Особо любимых нет. Вспомнил встречу Реаля и Хуареса в "Мужчине из розового кафе":
Для нас он пока еще не был Франциско Реаль, а высокий и крепкий парень, весь в черном, со светло-коричневым шарфом через плечо. Остроскульным лицом своим, помнится, смахивал на индейца.
Когда дверь распахнулась, она меня стукнула. Я опешил и тут же невольно хватил его левой рукой по лицу, а правой взялся за нож, спрятанный слева в разрезе жилета. Но я недолго воевал. Пришелец сразу дал мне понять, что он малый не промах: вмиг выбросил руки вперед и отшвырнул меня, как щенка, путающегося под ногами. Я так и остался сидеть, засунув руку за жилет, сжав рукоятку ненужного оружия. А он пошел как ни в чем не бывало дальше. Шел, и был выше всех тех, кого раздвигал, и словно бы их всех не видел. Сначала-то первые – сплошь итальянцы-раззявы – веером перед ним расступились. Так было сначала. А в следующих рядах стоял уже наготове Англичанин, и раньше, чем чужак его оттолкнул, он плашмя ударил того клинком. Стоило видеть этот удар, тут все и распустили руки. Заведение было десятка с два метров в длину, и чужака прогоняли почти как сквозь строй: били, плевали, свистели, от конца до конца. Поначалу пинали ногами, потом, видя, что сдачи он не дает, стали попросту шлепать ладонью или похлестывать шарфом, словно издеваясь над ним. И еще словно бы охраняя его для Росендо, который, однако, не двигался с места и молча стоял, прислонившись спиной к задней стенке барака. Он спешно затягивался сигаретой, будто уже видел то, что открылось нам позже. Резатель, окровавленный и словно окаменевший, был вынесен к нему волнами шутейной потасовки.
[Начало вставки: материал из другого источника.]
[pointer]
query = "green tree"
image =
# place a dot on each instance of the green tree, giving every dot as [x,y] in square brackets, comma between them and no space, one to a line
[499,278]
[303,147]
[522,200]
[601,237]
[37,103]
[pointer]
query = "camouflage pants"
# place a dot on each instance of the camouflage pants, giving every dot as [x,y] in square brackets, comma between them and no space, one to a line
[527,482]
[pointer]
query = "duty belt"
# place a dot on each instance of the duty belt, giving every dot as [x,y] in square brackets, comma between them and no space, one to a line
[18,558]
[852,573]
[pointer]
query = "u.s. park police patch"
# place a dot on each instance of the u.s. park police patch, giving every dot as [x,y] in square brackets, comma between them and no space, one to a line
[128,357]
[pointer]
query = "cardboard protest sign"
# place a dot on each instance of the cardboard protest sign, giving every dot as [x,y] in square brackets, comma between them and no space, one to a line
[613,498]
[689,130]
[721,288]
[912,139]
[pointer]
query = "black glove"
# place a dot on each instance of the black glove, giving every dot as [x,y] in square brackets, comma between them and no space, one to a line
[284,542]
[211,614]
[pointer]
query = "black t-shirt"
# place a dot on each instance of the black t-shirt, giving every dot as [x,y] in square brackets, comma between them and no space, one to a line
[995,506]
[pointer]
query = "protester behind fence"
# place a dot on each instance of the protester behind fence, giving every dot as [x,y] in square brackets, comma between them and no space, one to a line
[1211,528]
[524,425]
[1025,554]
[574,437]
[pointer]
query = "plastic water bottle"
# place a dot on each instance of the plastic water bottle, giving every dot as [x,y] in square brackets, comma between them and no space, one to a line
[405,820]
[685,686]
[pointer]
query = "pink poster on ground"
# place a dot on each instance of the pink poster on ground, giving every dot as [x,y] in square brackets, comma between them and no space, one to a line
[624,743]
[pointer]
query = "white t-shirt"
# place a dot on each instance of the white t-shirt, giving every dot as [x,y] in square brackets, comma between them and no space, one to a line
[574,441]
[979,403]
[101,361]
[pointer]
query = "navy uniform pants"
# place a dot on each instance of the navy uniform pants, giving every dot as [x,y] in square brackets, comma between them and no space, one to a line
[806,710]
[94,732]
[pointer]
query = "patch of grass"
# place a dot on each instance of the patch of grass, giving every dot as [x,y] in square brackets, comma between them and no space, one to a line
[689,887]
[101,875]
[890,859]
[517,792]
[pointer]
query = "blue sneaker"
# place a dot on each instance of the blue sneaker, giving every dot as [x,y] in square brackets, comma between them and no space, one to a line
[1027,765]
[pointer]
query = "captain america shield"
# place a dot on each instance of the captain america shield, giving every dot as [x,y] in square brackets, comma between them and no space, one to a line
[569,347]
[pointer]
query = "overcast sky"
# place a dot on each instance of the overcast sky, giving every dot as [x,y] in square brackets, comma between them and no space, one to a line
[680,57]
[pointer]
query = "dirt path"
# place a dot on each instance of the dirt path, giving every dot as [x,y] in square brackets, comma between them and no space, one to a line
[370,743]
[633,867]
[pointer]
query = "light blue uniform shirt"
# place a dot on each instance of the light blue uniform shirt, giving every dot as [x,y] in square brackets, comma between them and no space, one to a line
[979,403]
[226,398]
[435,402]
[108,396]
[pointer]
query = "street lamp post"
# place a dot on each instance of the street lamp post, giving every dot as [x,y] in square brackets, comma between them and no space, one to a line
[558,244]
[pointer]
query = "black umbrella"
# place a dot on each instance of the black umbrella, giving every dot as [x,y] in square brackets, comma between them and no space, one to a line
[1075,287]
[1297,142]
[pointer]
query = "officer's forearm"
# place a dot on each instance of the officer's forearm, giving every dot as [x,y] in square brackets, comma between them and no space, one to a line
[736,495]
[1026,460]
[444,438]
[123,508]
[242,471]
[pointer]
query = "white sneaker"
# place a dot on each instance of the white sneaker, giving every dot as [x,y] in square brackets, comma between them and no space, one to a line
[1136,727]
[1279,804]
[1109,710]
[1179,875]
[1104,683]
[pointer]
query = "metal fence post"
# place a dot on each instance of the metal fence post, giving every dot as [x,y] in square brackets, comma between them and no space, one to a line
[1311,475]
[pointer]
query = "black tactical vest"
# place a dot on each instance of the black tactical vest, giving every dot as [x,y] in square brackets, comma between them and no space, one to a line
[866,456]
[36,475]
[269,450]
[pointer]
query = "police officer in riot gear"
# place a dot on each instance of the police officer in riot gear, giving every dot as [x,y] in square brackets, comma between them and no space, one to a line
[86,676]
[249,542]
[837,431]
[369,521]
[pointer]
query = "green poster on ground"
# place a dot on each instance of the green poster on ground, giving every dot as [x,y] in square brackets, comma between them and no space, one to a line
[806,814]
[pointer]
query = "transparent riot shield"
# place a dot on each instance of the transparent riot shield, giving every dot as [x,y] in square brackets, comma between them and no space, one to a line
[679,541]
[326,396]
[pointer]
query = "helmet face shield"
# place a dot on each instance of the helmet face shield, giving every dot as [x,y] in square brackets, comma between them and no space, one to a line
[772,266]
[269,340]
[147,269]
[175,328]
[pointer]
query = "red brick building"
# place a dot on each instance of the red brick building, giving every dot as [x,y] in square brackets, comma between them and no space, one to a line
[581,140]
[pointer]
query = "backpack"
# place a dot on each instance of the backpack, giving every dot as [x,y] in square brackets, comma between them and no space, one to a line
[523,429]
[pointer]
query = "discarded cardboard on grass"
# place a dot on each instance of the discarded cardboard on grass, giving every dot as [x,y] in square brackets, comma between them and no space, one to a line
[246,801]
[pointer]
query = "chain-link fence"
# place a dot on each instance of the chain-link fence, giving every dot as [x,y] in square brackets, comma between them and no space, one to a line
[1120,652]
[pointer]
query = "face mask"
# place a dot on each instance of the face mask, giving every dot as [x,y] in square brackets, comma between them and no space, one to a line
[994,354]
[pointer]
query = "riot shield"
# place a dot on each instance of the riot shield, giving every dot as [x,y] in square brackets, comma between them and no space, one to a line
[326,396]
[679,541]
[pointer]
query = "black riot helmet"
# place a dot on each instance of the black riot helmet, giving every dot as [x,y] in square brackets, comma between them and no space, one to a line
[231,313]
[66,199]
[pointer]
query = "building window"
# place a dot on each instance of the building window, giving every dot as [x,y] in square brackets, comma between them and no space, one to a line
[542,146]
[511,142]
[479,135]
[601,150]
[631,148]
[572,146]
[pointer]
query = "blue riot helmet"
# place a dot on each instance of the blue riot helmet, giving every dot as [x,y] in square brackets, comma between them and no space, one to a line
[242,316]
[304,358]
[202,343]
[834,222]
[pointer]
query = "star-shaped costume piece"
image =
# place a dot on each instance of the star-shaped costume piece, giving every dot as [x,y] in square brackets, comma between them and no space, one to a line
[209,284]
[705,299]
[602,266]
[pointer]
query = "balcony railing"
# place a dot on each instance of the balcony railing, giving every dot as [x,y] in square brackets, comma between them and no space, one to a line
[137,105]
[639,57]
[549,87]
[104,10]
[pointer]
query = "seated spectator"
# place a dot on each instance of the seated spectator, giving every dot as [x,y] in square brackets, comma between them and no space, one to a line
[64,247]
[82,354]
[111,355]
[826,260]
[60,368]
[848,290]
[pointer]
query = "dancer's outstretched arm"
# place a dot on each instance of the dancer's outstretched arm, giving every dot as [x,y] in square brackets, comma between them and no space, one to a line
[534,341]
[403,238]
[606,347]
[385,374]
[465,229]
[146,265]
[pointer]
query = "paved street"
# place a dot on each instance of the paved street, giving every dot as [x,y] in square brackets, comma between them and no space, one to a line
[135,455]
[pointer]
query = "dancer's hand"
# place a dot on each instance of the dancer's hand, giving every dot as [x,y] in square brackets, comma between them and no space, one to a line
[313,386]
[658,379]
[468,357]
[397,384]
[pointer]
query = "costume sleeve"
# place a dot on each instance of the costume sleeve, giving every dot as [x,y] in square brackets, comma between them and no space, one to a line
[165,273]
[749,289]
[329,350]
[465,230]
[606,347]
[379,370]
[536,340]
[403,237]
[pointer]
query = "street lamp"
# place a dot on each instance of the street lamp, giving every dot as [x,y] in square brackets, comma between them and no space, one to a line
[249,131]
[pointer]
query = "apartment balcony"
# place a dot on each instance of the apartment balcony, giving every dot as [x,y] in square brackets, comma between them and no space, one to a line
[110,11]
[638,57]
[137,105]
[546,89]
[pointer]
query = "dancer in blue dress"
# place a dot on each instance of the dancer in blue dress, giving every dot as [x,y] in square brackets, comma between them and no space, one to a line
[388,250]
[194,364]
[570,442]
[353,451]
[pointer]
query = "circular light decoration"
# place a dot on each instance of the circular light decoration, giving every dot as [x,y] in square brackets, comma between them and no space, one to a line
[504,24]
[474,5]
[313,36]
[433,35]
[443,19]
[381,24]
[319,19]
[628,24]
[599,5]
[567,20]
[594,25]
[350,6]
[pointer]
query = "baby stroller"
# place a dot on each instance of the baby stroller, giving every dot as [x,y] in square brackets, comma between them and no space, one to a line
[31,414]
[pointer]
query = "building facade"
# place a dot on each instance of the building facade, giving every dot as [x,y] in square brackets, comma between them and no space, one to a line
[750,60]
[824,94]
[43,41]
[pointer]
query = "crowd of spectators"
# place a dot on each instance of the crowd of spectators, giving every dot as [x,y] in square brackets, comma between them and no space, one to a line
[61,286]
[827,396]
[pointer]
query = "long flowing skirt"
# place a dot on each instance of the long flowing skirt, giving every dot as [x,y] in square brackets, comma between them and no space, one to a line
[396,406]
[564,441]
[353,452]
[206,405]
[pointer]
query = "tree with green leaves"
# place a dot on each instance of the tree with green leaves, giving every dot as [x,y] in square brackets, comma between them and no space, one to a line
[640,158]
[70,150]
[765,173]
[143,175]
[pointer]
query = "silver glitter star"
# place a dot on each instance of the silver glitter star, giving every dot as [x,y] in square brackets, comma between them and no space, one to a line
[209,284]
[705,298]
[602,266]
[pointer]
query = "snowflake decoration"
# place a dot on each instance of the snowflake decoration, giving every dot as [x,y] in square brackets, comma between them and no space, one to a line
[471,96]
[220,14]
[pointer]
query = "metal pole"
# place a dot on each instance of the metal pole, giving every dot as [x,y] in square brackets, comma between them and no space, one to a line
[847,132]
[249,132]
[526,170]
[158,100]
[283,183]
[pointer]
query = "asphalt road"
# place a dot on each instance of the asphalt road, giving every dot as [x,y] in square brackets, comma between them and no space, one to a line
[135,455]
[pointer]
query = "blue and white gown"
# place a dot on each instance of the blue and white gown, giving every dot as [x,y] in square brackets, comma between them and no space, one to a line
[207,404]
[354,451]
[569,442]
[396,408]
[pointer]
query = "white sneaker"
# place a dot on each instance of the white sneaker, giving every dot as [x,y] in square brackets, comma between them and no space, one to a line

Освистанный, исхлестанный, заплеванный, он начал говорить только тогда, когда узрел перед собой Росендо. Уставился на него, отер лицо рукой и сказал:
– Я – Франсиско Реаль, пришел с Севера. Я – Франсиско Реаль, по прозвищу Резатель. Мне не до этих заморышей, задиравших меня, – мне надо найти мужчину. Ходят слухи, что в ваших краях есть отважный боец на ножах, душегуб, и зовут его люди – Грешник. Я хочу повстречаться с ним да попросить показать мне, безрукому, что такое смельчак и мастер.
Так он сказал, не спуская глаз с Росендо Хуареса. Теперь в его правой руке сверкал большой нож, который он, наверное, хоронил в рукаве. Те, кто гнал его, отступили и стали вокруг, и все мы глядели в полном молчании на них обоих. ..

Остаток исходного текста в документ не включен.